Lompat ke konten Lompat ke sidebar Lompat ke footer

Ahok di Wajah Jakarta yang di Ujung Tanduk

Wajah Indonesia yang semakin semerawut, begitu jelek, yang tak hanya bisa dilihat dari rakyatnya sendiri, namun penduduk dunia. Semerawut di sini penulis maksudkan bukan karena rakyatnya yang tidak tertata dengan baik, mulai dari etika, sampai suatu warga yang harus dirapikan dengan paksa oleh alat berat.

Ibu Kota Jakarta adalah wajah utama negara ini, terkadang kota yang dibanggakan tersebut menjadi tolak ukur sebuah pencapaian kesuksesan seorang pemimpin. Dengan alat kekuasaanya pula pemimpin tersebut bernafsu sekali ingin mengubah wajah kota dengan cara pemaksaan dan tidak berkeprimanusiaan.

Siapa saja tentu ingi hidup lebih baik, siapa saja tentu ingin tinggal di rumah yang layak huni. Namun pertanyaannya adalah apakah pemerintah bersedia memberikan fasilitas apa yang diinginkan oleh warga yang jadi korban penggusuran?

Gubernur Petahana Jakarta Basuki Thajaja Purnama alias Ahok | Foto Flickr

Dengan entengnya pemimpin bilang: “Sudah ada rumah susun, pindah saja di sana!”
Penulis katakan rumah susun cukup baik, dan itu jika bisa menampung semua warga yang jadi korban penggusuran. Lalu apakah di rumah susun yang baru itu gratis? Tentu saja tidak! Ada biaya yang harus dibayar setiap bulannya. Dan memang, apa sih yang tidak bayar di negeri ini, semua dibayar. Semua masuk ke kantong pemerintah.

Anggapan miring lagi adalah... uang yang masuk ke pemerintah tak sampai pula untuk warganya. Ada indikasi kecurangan di dalamnya. Bukankah sudah rahasia umum lagi banyak sekali oknum di pemerintah yang suka korupsi? Koruptor adalah profesi pertama setelah profesinya sebgai penjabat.
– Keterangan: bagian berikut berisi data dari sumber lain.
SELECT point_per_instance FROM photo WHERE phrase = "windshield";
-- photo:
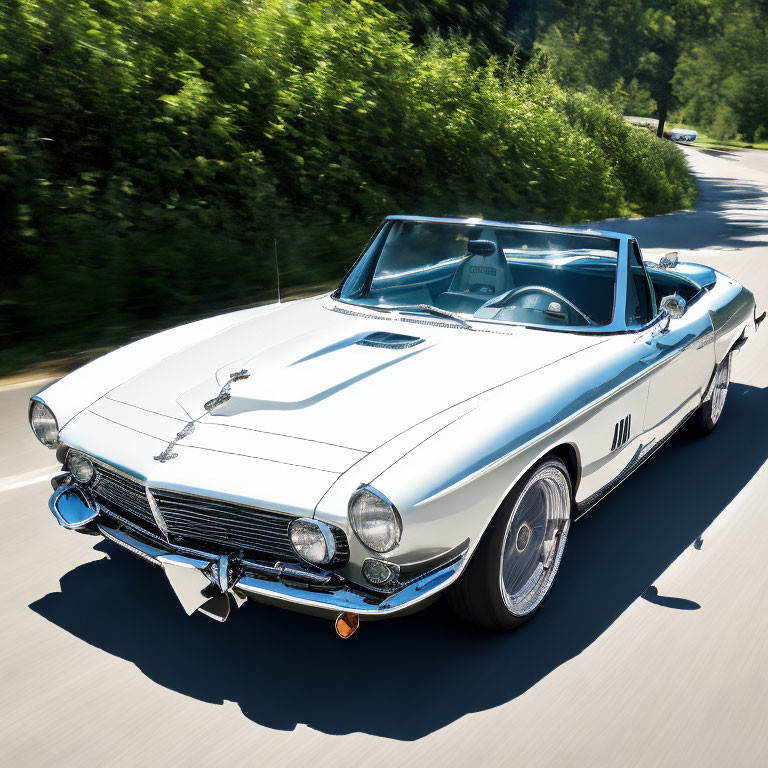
(479, 271)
Mereka yang jadi korban penggusuran terkadang bukan orang yang mampu, bahkan bisa dibilang tergolong miskin. Kalau sudah berbicara kemiskinan, apa lagi yang bisa kita bicarakan banyak?! Pakai uang apa orang miskin itu harus membayar uang sewa dan lain-lain di rumah susun? 

Jika pemerintah memberikan gratis dalam biaya apapun dirumah susun tersebut, silahkan gusur semuar bangunaan liar yang tidak berizin di Jakarta, maupun di seluruh daerah yang ada di Indonesia. Tidak masalah, itu malah bagus sekali.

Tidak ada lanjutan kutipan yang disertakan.